The Association of Telecommunications, Information Technology, Cable Satellite Network Operators, and Allied Services Employers’ of Nigeria (ATICEN) says it wants the Central Bank of Nigeria (CBN) to convene an “all-inclusive stakeholders’ engagement meeting” to address the regulatory framework for the financial technology (fintech) sector in the country.
In a statement made available to Technology Times, Comrade Adede Williams, ATICEN President says that Dr.
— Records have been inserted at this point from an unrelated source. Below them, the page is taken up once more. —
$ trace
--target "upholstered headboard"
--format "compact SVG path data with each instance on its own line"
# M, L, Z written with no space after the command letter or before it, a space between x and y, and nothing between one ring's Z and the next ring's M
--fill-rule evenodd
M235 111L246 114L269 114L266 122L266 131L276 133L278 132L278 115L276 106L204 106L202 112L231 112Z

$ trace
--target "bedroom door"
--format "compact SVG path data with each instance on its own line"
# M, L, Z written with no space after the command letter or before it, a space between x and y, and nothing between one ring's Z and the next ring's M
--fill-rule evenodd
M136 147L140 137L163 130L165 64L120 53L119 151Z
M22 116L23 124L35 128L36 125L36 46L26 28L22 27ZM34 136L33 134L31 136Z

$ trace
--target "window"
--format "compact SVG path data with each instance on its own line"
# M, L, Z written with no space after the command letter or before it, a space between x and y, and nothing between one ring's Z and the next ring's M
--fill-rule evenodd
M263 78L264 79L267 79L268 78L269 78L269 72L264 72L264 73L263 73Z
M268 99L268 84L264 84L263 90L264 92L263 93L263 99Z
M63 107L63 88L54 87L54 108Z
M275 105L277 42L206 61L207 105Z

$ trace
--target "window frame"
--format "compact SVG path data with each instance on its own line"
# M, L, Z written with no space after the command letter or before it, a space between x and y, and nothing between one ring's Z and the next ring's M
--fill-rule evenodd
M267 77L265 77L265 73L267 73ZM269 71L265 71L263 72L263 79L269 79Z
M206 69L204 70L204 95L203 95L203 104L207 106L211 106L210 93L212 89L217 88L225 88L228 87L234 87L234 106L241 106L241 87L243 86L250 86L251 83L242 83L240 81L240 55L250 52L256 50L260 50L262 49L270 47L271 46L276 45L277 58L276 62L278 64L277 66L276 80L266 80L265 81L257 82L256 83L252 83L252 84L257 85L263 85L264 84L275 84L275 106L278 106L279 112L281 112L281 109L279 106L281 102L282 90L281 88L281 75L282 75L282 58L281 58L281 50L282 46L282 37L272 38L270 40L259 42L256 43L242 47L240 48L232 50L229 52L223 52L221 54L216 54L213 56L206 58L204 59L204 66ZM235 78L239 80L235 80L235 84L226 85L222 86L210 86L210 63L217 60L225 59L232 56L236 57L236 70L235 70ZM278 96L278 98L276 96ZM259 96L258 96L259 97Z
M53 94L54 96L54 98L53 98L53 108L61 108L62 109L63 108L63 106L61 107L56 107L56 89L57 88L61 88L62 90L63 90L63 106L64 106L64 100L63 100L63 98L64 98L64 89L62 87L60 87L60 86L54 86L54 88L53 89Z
Olayemi Cardoso, CBN Governor should address the need for an inclusive stakeholders’ engagement on fintech sector regulation in Nigeria.
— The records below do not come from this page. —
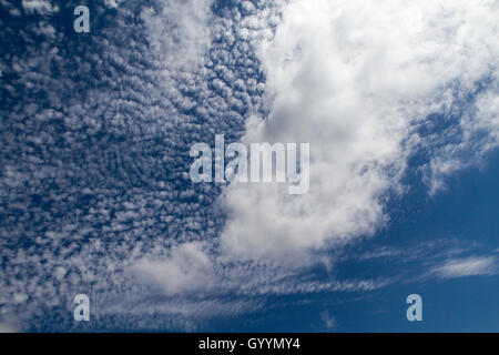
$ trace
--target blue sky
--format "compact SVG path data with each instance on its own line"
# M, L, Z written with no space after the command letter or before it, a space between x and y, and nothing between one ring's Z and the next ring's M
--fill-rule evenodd
M84 3L0 0L0 331L499 329L493 1ZM194 183L215 134L309 190Z

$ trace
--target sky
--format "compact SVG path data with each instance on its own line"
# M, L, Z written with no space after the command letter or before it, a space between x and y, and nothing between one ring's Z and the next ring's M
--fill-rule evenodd
M498 332L498 20L0 0L0 331ZM217 134L308 143L309 189L192 181Z

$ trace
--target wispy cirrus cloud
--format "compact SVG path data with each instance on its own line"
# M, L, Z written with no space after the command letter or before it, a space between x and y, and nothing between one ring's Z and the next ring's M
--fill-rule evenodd
M495 256L469 256L449 258L432 267L428 275L440 278L457 278L465 276L496 275L499 273L498 258Z

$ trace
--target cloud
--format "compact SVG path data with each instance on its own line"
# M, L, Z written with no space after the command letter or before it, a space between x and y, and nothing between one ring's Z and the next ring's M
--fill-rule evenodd
M429 274L440 278L457 278L464 276L495 275L499 271L493 256L469 256L466 258L449 258L435 266Z
M177 296L197 293L205 295L214 286L214 270L198 243L173 247L162 261L140 260L133 266L140 277L161 287L162 294Z
M329 311L327 310L320 313L320 320L324 322L326 331L330 332L337 326L336 318L333 315L329 315Z
M289 2L258 51L268 118L242 140L309 142L309 192L288 197L276 184L231 184L222 199L226 253L285 263L371 235L389 221L385 202L404 191L408 158L420 146L434 151L422 169L431 192L471 162L458 150L497 146L496 81L469 103L475 110L451 118L464 131L457 143L416 131L497 75L497 41L483 45L497 37L496 14L492 1ZM480 124L487 138L477 141Z
M24 3L0 60L0 307L20 329L74 329L82 292L95 329L191 329L269 295L385 287L314 271L389 222L415 149L440 186L497 144L493 2L110 0L84 43L19 21L55 9ZM455 130L415 133L470 92ZM309 142L309 193L193 184L190 146L216 133Z

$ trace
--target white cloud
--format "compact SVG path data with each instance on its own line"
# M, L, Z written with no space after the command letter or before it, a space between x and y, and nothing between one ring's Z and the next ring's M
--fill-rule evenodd
M28 13L52 14L59 11L59 7L49 0L22 0L22 7Z
M320 320L324 322L327 331L333 331L336 328L336 318L333 315L329 315L329 311L324 311L320 313Z
M166 296L193 293L203 296L214 286L213 265L198 243L173 247L162 261L140 260L132 268L160 286Z
M407 158L425 144L415 123L450 110L457 83L467 94L497 71L497 14L493 1L297 0L285 7L275 37L259 51L269 116L243 140L309 142L310 187L289 197L272 184L228 186L226 253L296 264L307 251L383 227L386 194L399 191ZM495 98L491 90L480 98ZM493 105L480 106L497 118ZM480 112L466 118L475 122ZM480 122L497 134L493 120ZM436 154L435 176L460 166L452 151Z
M464 276L493 275L498 273L498 263L493 256L469 256L465 258L450 258L435 266L429 275L441 278L456 278Z

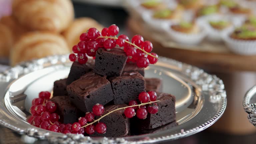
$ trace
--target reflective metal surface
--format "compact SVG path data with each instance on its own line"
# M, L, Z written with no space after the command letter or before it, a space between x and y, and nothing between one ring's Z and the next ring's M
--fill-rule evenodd
M53 82L66 77L68 56L57 56L23 63L0 74L0 124L18 133L53 143L147 143L181 138L209 127L221 116L226 99L222 81L215 76L174 60L160 57L145 70L145 77L163 79L163 92L176 97L177 120L171 129L120 138L94 138L53 132L26 122L32 100Z

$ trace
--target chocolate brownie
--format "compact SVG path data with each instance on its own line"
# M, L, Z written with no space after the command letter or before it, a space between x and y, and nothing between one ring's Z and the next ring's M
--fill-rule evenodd
M161 92L163 90L162 80L157 78L145 78L146 91Z
M138 72L125 73L122 76L109 79L114 93L115 104L128 103L138 99L139 94L145 91L145 80Z
M85 112L91 111L97 103L104 105L114 99L110 82L93 72L67 86L67 90L71 102Z
M106 106L103 115L118 108L127 106L121 104ZM117 111L102 118L100 121L107 125L106 133L99 134L96 132L90 136L114 137L127 135L130 130L130 120L124 115L124 109Z
M57 105L56 112L60 117L60 121L67 124L73 123L78 121L79 117L85 113L71 104L67 96L56 96L51 99Z
M68 95L67 92L67 79L61 79L53 84L53 96Z
M148 113L144 119L135 119L137 126L141 129L149 129L162 126L176 120L175 110L175 97L168 93L157 95L158 112L156 114ZM132 122L133 123L133 122Z
M132 124L131 124L131 125ZM138 129L137 127L131 126L130 128L131 135L133 135L147 133L156 133L159 132L170 129L177 125L178 124L175 121L160 127L151 129Z
M142 76L144 76L144 68L139 68L136 63L129 62L126 63L124 66L123 72L138 72Z
M77 62L74 62L71 66L70 71L67 79L67 85L79 79L81 76L92 71L94 66L95 61L88 59L84 64L80 64Z
M96 57L94 72L108 77L120 76L127 58L124 50L117 48L110 51L99 48Z

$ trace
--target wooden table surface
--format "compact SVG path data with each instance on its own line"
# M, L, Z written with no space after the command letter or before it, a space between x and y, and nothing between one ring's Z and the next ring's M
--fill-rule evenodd
M156 41L139 20L129 18L127 24L132 33L143 36L153 44L153 51L158 55L197 66L211 72L256 71L256 56L243 56L229 52L217 53L165 47Z

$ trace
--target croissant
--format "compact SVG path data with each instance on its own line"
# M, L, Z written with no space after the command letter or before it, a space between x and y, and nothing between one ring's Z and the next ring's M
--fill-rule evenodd
M73 20L70 0L14 0L13 15L30 30L60 32Z
M95 27L101 32L103 28L102 25L91 18L84 17L75 19L62 33L70 49L79 42L80 35L91 27Z
M61 35L49 32L30 32L20 37L12 49L10 63L14 66L23 61L69 52Z

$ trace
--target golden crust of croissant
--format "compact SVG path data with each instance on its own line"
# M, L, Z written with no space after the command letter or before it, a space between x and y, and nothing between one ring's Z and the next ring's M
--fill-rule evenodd
M84 17L75 20L62 34L66 39L70 49L80 41L80 35L86 32L90 28L95 27L101 32L104 28L95 20L91 18Z
M19 23L33 30L59 32L74 17L70 0L14 0L12 9Z
M10 54L11 64L47 56L70 53L64 38L47 32L31 32L23 35L14 45Z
ATICEN underscores the importance of lowering operational licence fees for fintech startups and called for a more robust regulatory framework that would benefit the entire sector.
ATICEN: Strong fintech regulation will unlock financial inclusion in Nigeria
Williams says “the financial technology sub-sector of the ICT industry can operate on without intrusion,” noting that a strong regulatory framework would unlock the potential of the fintech industry and promote more financial inclusion in Nigeria.
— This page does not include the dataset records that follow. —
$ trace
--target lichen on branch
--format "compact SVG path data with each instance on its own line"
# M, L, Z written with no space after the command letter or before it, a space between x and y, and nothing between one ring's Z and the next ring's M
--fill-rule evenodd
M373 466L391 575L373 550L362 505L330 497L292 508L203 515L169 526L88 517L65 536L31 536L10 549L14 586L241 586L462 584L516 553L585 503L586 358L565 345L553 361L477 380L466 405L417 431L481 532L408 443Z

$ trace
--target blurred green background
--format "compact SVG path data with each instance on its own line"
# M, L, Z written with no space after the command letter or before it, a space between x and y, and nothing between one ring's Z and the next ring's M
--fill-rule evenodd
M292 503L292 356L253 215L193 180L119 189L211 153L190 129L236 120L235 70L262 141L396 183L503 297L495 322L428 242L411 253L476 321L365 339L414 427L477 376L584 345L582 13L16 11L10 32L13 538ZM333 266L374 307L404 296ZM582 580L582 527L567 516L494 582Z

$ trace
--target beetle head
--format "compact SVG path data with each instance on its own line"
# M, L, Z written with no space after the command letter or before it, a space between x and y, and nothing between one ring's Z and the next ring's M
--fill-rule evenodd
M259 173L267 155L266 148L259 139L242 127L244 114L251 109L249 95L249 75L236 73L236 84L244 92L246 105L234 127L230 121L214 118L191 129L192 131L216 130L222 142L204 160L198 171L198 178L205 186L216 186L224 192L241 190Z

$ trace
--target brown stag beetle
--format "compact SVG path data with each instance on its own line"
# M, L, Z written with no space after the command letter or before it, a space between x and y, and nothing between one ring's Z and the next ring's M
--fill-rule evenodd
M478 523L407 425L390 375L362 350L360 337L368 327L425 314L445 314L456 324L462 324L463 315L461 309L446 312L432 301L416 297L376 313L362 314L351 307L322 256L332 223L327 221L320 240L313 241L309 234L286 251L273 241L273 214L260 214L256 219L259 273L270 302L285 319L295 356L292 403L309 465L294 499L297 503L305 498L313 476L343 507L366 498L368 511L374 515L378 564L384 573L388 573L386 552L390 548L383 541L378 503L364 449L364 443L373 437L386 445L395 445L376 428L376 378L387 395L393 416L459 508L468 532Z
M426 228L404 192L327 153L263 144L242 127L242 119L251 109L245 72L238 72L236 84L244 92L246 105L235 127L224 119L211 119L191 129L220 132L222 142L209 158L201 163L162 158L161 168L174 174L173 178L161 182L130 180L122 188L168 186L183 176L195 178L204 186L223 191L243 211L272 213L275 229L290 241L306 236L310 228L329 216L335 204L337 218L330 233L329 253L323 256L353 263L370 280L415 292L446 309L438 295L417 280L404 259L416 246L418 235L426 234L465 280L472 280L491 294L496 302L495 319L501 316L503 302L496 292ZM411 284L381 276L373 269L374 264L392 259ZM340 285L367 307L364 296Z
The ATICEN President calls for a “downward review of the operational licence fees for financial technology service providers (start-ups) while highlighting key challenges facing fintech startups in Nigeria.
“The biggest challenge fronting the Financial Technology (Fintech) Service Providers subsector of the ICT industry as a whole is that the regulators and the policymakers do not have a better understanding that the accessibility of capital for fintech deployment is very crucial and not policy somersaulting that is carnaging the financial technology ecosystem space,” the ATICEN President says.
He wants the CBN to create “industry-centric friendly policies” to attract local and international investors while underscoring that securing capital is the “lifeblood of any startup,” which enables them to grow and contribute to the economy.
Williams also proposes the establishment of a Financial Technology Regulation Committee (FTRC) to oversee the development of fintech policies in Nigeria. According to him, such a committee would help streamline input from industry stakeholders and create a more effective regulatory environment.
“It is very important to establish a Financial Technology Regulation Committee (FTRC) to oversee and manage the inputs that will be coming from the stakeholders for a better legal framework to harness the digital economy and financial inclusion growth in the country,” according to the ATICEN President.
Williams calls on the CBN to support the creation of two financial institutions: the Technology Development Bank of Nigeria and the Business Development Bank of Nigeria. These institutions would provide much-needed funding for fintech startups, entrepreneurs, and small businesses, helping to drive economic growth.
“With the establishment of these banks,” the ATICEN President says, “start-ups, businessmen/women, capitals of industries entrepreneurs and Micro, Small and Medium Enterprises (MSMEs) development will get direct support and funding for their businesses.”